Effective AI management not only maximizes ESS efficiency but also extends battery lifespan by refining charging and discharging patterns. This intelligent approach enhances energy efficiency, promotes system sustainability, and improves overall grid performance.
How does AI influence demand response programs, and what role do smart meters play in this process?
AI can analyze customers' energy consumption patterns using data from smart meters and recommend adjustments to shift energy use to times when electricity is cheaper. By integrating with smart home systems, AI can directly control appliances like boilers, washing machines, and lighting, etc., leading to significant savings for consumers through more efficient energy use and optimized consumption timing. The greatest benefits will be realized when customers have their own energy generation sources, such as solar panels, and energy storage systems. Managing such complex, combined systems is already beyond human capabilities, although Energy Management Systems (EMS) are in place to effectively manage energy equipment for such users. However, the integration of AI will maximize the efficiency of this management.
Additionally, AI can facilitate interaction with external power grids, enabling customers to provide ancillary services to DSOs, and generating additional revenue. While Ukraine, like many other countries, currently lacks a market for ancillary services for DSOs, the rapid growth of renewable energy will inevitably lead to the creation of such markets, as grid operators will increasingly require these tools to manage the power grid effectively.
As the energy landscape evolves with the integration of advanced technologies, it raises important questions about regulatory frameworks and policy adaptations. How might AI-driven smart meters influence energy regulations and policies?
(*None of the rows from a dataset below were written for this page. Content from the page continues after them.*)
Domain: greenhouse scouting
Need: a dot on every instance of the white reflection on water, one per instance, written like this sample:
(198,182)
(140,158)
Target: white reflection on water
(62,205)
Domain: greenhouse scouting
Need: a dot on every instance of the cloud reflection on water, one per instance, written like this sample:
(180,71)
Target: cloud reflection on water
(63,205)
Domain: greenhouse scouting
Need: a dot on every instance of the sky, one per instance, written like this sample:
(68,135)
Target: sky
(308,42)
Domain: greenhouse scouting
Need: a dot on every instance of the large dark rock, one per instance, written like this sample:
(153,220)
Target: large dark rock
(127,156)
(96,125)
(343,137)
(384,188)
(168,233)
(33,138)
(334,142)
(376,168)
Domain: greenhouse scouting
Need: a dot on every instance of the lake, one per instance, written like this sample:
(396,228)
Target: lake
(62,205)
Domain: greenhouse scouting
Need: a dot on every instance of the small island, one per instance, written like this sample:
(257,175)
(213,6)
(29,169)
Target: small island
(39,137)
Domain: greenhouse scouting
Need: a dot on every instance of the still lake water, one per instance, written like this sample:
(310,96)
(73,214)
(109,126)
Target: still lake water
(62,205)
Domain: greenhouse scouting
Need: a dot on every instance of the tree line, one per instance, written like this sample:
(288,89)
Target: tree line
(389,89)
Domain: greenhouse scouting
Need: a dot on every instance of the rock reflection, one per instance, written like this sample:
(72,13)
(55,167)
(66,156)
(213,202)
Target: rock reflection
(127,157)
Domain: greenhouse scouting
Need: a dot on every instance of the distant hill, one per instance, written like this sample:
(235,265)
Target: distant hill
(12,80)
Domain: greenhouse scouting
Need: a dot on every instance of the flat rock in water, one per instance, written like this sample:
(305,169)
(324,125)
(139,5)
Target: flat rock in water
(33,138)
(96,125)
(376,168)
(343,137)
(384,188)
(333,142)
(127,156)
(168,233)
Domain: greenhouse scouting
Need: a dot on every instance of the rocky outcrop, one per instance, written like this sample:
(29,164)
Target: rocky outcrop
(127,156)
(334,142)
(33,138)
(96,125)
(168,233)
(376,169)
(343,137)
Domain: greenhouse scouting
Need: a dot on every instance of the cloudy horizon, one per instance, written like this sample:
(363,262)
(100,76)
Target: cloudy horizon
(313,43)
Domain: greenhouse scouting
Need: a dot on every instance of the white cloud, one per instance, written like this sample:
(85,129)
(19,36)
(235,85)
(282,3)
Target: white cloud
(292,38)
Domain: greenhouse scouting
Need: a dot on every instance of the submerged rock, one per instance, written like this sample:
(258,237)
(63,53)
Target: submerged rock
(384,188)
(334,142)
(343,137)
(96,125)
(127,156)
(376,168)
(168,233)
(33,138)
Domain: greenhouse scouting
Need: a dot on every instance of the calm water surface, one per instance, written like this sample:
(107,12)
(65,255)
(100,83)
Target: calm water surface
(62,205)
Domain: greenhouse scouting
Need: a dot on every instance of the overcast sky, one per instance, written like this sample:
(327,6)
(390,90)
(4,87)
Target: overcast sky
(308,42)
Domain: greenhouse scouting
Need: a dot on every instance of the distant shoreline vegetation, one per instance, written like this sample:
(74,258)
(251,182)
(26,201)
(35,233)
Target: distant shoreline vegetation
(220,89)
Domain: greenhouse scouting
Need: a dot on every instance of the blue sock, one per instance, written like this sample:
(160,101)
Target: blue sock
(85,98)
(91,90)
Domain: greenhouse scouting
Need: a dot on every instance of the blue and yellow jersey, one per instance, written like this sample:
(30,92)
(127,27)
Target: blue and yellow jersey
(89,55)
The main role of the Regulators in the energy sector is to ensure a balance between the development of energy systems and the interests of consumers. Of course, the Regulators cannot allow the rapid large-scale introduction of expensive technologies in the energy sector, as this will have a major impact on prices in energy markets, which will directly affect the economies of countries and the welfare of consumers. However, regulators can and should create conditions for the gradual implementation of these technologies over the next 10-15 years without creating obstacles to further energy sector’s development.
In light of these considerations, what should regulators keep in mind when integrating AI into the energy sector, particularly with smart meters?
For energy regulators, the specific technology driving the efficient development of the energy sector, whether AI or otherwise, may not be the primary concern. However, it is becoming increasingly clear that there may soon be a need for dedicated regulatory bodies to oversee the development and use of AI. As AI becomes more integrated into critical sectors like energy, ensuring responsible and ethical growth will be crucial.
The rise of AI-driven smart systems also brings questions around new services: what types of services should regulators permit in this evolving landscape, and how can they effectively oversee these services? DSOs, traditionally responsible for grid stability, must now accommodate a vast array of participants, including those who generate, store, and feed energy back into the grid, creating a complex and dynamic ecosystem. This shift raises fundamental questions: is the DSO’s role and service still fully regulated, and who is allowed to provide these services, set prices, and approve related investments? According to the Clean Energy Package, DSOs are required to support consumer and community rights, creating an environment where flexibility and innovation are encouraged. Regulators will need to carefully consider the frameworks that govern these rights and responsibilities, ensuring that the transition to a more decentralized, AI-integrated energy system remains fair, accessible, and resilient.